Para quem acompanha a série desde o início já se acostumou com todas aquelas descobertas que giram em torno das principais famílias, descobertas essas que marcaram a primeira temporada e que também prendeu o público por conta do aspecto labiríntico da obra. Então, na terceira temporada algumas descobertas não chegam ao impacto das temporadas anteriores justamente por já estarmos acostumados e até esperarmos que algo ainda mais bizarro aconteça, mas ao mesmo tempo, a série tenta fechar todas essas lacunas de informações e levar suas ideias expansivas a uma conclusão emocional e satisfatória.
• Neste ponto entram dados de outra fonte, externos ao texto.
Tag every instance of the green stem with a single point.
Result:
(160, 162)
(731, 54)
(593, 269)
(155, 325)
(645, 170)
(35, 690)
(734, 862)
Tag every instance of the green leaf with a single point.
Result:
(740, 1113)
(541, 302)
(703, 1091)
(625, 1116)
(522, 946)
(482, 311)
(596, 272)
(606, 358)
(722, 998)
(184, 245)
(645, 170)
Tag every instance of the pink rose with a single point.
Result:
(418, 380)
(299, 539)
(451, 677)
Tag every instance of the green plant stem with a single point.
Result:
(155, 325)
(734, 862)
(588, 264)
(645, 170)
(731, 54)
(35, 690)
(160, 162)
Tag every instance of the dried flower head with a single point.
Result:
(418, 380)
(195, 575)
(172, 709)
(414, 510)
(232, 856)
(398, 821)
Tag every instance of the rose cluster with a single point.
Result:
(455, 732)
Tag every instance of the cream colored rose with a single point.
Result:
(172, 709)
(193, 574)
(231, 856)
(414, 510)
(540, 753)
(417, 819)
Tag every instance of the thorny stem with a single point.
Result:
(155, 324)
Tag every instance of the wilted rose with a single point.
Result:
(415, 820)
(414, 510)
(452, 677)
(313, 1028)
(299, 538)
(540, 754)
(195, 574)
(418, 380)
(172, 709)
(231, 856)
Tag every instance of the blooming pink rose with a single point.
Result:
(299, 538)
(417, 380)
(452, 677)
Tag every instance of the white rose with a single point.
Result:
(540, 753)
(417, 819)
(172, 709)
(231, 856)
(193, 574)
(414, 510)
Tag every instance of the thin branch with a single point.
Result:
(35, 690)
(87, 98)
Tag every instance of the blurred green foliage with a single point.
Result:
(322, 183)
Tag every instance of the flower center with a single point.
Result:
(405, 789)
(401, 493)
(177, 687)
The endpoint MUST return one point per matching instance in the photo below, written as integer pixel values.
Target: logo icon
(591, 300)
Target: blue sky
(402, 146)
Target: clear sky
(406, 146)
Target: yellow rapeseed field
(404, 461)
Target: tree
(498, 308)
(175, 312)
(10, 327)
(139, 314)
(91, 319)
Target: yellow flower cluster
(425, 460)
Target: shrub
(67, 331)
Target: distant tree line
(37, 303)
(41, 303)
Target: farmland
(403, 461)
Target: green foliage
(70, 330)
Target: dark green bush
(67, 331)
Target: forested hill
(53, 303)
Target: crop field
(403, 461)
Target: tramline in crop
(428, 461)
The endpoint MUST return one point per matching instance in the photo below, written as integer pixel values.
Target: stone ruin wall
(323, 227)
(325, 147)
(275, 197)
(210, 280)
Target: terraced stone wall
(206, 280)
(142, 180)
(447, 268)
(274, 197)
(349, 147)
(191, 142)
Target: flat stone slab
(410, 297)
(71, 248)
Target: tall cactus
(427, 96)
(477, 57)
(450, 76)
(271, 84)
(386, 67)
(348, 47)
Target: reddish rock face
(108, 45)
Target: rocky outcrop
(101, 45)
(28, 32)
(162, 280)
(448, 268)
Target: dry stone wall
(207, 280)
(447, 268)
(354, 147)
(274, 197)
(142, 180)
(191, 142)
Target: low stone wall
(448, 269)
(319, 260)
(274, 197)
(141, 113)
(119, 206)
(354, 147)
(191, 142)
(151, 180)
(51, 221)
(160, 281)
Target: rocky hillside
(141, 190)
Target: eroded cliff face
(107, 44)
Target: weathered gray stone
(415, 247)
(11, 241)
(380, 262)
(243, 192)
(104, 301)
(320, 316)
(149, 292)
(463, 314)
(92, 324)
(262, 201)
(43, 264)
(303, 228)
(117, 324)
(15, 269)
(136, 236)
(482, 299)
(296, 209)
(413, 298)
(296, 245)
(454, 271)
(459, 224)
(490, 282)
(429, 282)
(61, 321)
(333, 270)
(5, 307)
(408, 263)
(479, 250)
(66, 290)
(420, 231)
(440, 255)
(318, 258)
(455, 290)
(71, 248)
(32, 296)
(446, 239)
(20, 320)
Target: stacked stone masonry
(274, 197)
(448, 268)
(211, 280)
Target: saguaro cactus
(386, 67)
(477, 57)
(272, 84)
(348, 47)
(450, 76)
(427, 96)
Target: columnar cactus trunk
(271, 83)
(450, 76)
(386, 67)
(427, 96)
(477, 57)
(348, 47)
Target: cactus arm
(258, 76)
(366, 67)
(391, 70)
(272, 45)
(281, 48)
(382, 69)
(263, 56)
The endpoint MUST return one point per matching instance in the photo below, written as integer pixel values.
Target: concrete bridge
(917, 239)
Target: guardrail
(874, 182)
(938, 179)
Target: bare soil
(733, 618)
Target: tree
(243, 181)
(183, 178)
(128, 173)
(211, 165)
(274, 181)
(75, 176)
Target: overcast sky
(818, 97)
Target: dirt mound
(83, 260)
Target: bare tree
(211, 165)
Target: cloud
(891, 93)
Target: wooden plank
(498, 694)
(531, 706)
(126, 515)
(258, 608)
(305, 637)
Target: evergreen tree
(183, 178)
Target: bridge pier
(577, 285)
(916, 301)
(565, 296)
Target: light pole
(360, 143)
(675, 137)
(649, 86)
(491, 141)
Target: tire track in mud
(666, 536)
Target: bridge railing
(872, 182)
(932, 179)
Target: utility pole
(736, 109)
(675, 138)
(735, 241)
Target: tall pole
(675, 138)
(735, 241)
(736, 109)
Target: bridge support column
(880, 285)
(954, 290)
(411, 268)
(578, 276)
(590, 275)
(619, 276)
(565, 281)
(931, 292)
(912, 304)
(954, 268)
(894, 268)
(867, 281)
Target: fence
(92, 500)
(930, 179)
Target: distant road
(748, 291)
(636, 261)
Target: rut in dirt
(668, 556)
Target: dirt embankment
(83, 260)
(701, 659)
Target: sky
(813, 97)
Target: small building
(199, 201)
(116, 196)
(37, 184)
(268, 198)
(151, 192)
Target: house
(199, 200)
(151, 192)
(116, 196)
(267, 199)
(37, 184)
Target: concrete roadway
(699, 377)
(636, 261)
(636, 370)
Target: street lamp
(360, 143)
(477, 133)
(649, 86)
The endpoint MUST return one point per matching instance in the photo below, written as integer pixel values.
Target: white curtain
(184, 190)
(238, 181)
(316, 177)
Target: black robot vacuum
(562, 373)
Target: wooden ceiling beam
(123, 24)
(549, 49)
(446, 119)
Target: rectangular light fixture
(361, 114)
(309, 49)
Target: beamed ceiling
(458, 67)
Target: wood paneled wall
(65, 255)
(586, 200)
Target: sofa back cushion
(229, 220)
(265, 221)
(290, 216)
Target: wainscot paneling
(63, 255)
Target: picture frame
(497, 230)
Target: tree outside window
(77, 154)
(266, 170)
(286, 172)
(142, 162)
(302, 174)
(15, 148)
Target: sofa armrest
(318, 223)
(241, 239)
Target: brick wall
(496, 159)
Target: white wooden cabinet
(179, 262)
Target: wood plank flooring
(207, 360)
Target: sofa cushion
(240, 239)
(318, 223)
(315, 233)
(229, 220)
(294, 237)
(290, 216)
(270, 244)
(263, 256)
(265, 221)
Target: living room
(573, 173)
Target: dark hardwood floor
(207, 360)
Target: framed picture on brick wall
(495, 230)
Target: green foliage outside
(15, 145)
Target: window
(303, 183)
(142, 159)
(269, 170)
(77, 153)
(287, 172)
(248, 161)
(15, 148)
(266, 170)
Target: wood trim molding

A técnica de contar histórias permanece basicamente a mesma, porém com novos personagens que fazem com que o roteiro, sutilmente, seja levado para o final. Esses personagens realmente só existem para fazer com que a série se encerre. Sem eles, suas ideias provindas das suas experiências, que geralmente são dolorosas, os personagens já conhecidos estariam fadados à uma estagnação. Por mais que não consigamos nos conectar com esses novos personagens, talvez por falta de tempo, ou ainda pelo aspecto frio tão característico da série, eles ainda tem um papel importantíssimo a desempenhar que é fazer com que os outros personagens se movam.

Muito do que faz Dark funcionar é justamente o desenvolvimento de seus personagens e seus destinos interligados. Destino é uma das palavras que será extremamente citada nessa temporada, além de várias frases que se repetem ao longo dos episódios, como se o diretor quisesse dar uma dica pra gente, como se ele estivesse conversando com o público.

E com tantas peças em movimento, agora com mais personagens e desdobramentos em um universo que não é mais influenciado apenas pelo tempo mas também pelos mundos e realidades possíveis, é provável que no meio do caminho você pare para absorver tudo que está acontecendo. Em alguns episódios a série não tem a preocupação de mostrar tão explicitamente o tempo e lugar onde os personagens estão, fazendo com que o público fique tão confuso quanto eles.

Mas talvez seja a temporada mais fácil de acompanhar pois finalmente lança o mistério de quem exatamente é um mentiroso e quem está dizendo a verdade, algo que a série lutou muito para permanecer o máximo que conseguisse.

Dark, com sua terceira temporada, continua sendo uma história profundamente intrigante, com ótimos personagens e uma bela direção. O elenco principal, na maioria das vezes, volta tão bom quanto antes. A temporada combina personagens normalmente não vistos juntos, e assim diferentes dinâmicas são criadas e ganhamos maior amplitude sobre, até mesmo, a persona de cada um.

Grande parte da terceira temporada repousa sobre os ombros de Lisa Vicari, atriz que faz Martha, permitindo que ela mostre lados de si mesma e ganhando ainda mais complexidade psicológica. Todo o elenco é usado excepcionalmente bem, e o arco de cada um permite que todos participem desse ciclo final e brilhem à sua própria maneira.

Esses oito episódios são uma conclusão fantástica para Dark, e os co-criadores conseguiram com sucesso fechar brilhantemente seu ciclo de contar histórias de maneira dramática e emocional.

A última temporada de Dark estreia dia 27 de junho (amanhã) na Netflix.